Quello che sta accadendo nel Camerun anglofono non può non riportare alla nostra memoria la storia caotica delle frontiere africane.

Dopo la proclamazione di indipendenza dell’Eritrea nel 1993, del Sud Sudan nel 2011, è stato il turno dei camerunesi dell’Ambazonia  (il nome dato alle regioni anglofone che chiedono l’autodeterminazione) di proclamare simbolicamente la loro sovranità Domenica 1 Ottobre. Ironia della sorte, ciò è avvenuto lo stesso giorno scelto dai separatisti catalani per il referendum sull’autodeterminazione di quella regione della Spagna. Qualche giorno prima, il 92% dei Curdi iracheni avevano votato per l’indipendenza. Possiamo dire che la tentazione secessionista sia un’idea fissa per buon numero di attori politici africani? Una cosa è certa: questo recente sussulto sociale e politico supera le frontiere del Camerun ed entra nella lunga tradizione secessionista dell’Africa. Rimette anche in causa uno dei principi che si pensava ormai acquisiti dall’indipendenza dei Paesi africani, e soprattutto dalla nascita dell’Organizzazione dell’Unità Africana, e cioè “l’intangibilità delle frontiere ereditate dalla colonizzazione”.

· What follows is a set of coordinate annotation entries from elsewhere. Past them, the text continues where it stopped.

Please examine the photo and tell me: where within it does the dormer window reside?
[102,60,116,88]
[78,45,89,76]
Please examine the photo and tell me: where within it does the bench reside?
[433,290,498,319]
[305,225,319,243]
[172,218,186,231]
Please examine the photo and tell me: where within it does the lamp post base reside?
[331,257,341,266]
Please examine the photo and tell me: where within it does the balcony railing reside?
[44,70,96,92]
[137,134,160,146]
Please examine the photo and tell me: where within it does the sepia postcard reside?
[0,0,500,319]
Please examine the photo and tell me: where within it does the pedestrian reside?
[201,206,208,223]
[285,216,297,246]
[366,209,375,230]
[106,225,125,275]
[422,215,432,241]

Le frontiere dell’Africa, così come quelle dell’Europa sono frutto di costruzioni diplomatiche. Questa costruzione  è parsa ancor più vera per il Continente africano. Durante la  Conferenza di Berlino del 1885, l’Europa ha diviso il Continente africano in modo troppo approssimativo. Diceva allora esplicitamente il Primo Ministro britannico Lord Salisbury: “abbiamo cominciato a disegnare sulle mappe regioni dove l’uomo bianco non aveva mai messo piede. Ci siamo spartiti montagne, fiumi e laghi, quasi per nulla imbarazzati per il fatto che sapessimo appena dove fossero quelle montagne, quei fiumi e quei laghi”. In molti casi, i dirigenti africani arrivati al potere dopo la colonizzazione decisero di mantenere quelle frontiere che da allora sono spesso frutto di continue tensioni. Per questo motivo molti gruppi chiedono non tanto di tornare alle frontiere precoloniali, cosa che sarebbe alquanto complicata, ma nuovi contorni basati sull’appartenenza etnica, religiosa, o ancora sullo statuto speciale che avevano ottenuto prima della partenza del colonizzatore.

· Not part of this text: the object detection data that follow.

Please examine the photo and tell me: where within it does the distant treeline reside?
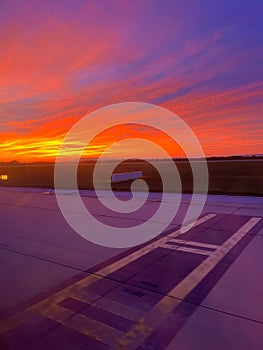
[0,154,263,166]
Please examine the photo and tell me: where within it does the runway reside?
[0,188,263,350]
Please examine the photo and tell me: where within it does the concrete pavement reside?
[0,188,263,350]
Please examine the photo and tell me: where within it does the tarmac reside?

Ma torniamo su alcuni di questi conflitti secessionisti propri dell’Africa. Il primo vero conflitto avvenne l’11 Luglio del 1960 in Katanga. L’ex Congo belga aveva appena ottenuto l’indipendenza diventando Congo-Leopoldville. Due forze politiche piombano allora sulla scena: da una parte, il Cartello catanghese favorevole a uno Stato congolese unito intorno alla capitale Leopoldville e ad un uomo che segnerà la storia: Patrice Lumumba. Dall’altro, la Confederazione delle associazioni tribali del Katanga (Conakat) con a capo un certo Moise Tshombe, che punta al federalismo. Ma il caos che regna su quel vasto territorio precipita la secessione del  Katanga appoggiata dal Belgio e soprattutto dagli ambienti degli affari belgi. L’idea era quella di poter gestire quella ricca provincia situata appena a due chilometri dalla capitale e dominata dai membri dell’Unione mineraria dell’Alto Katanga (UMHK) come in passato. Tshombe e il suo braccio destro Godefroid Munongo sostenuti dagli europei, dichiarano l’autonomia della provincia del Katanga, l’11 Luglio del 1960. Ma le cose non vanno nella giusta direzione. Per sottolineare il suo sostegno, il Belgio invia degli uomini sul terreno, la risposta dell’esercito nazionale regolare congolese è inevitabile. La guerra scoppia e le Nazioni Unite che non hanno mai riconosciuto la giovane Nazione inviano i aschi blu. In quel periodo di Guerra Fredda le due superpotenze, Stati Uniti e Unione Sovietica, sono contrarie alle pratiche colonialiste difese dall’Europa. Sconfessano i belgi, e le Nazioni Unite vanno ancora più lontano rispondendo all’appello di Patrice Lumumba, favorevole ad un Congo unito. Dopo tre anni di conflitto, le truppe delle Nazioni Unite s’impongono a quelle di Tshombe, che ha appena il tempo di creare per quell’effimero Paese una moneta e un esercito. Quest’ultimo, una volta amnistiato, diventerà anche, ironia della sorte, Primo Ministro del Congo unito nel Gennaio del 1964. Una prima cocente sconfitta? No, tutto questo non servì a niente.  L’esperienza del Katanga, non è servita che come rampa di lancio per altri movimenti le cui velleità secessioniste hanno fatto precipitare i propri Paesi in grandi bagni di sangue.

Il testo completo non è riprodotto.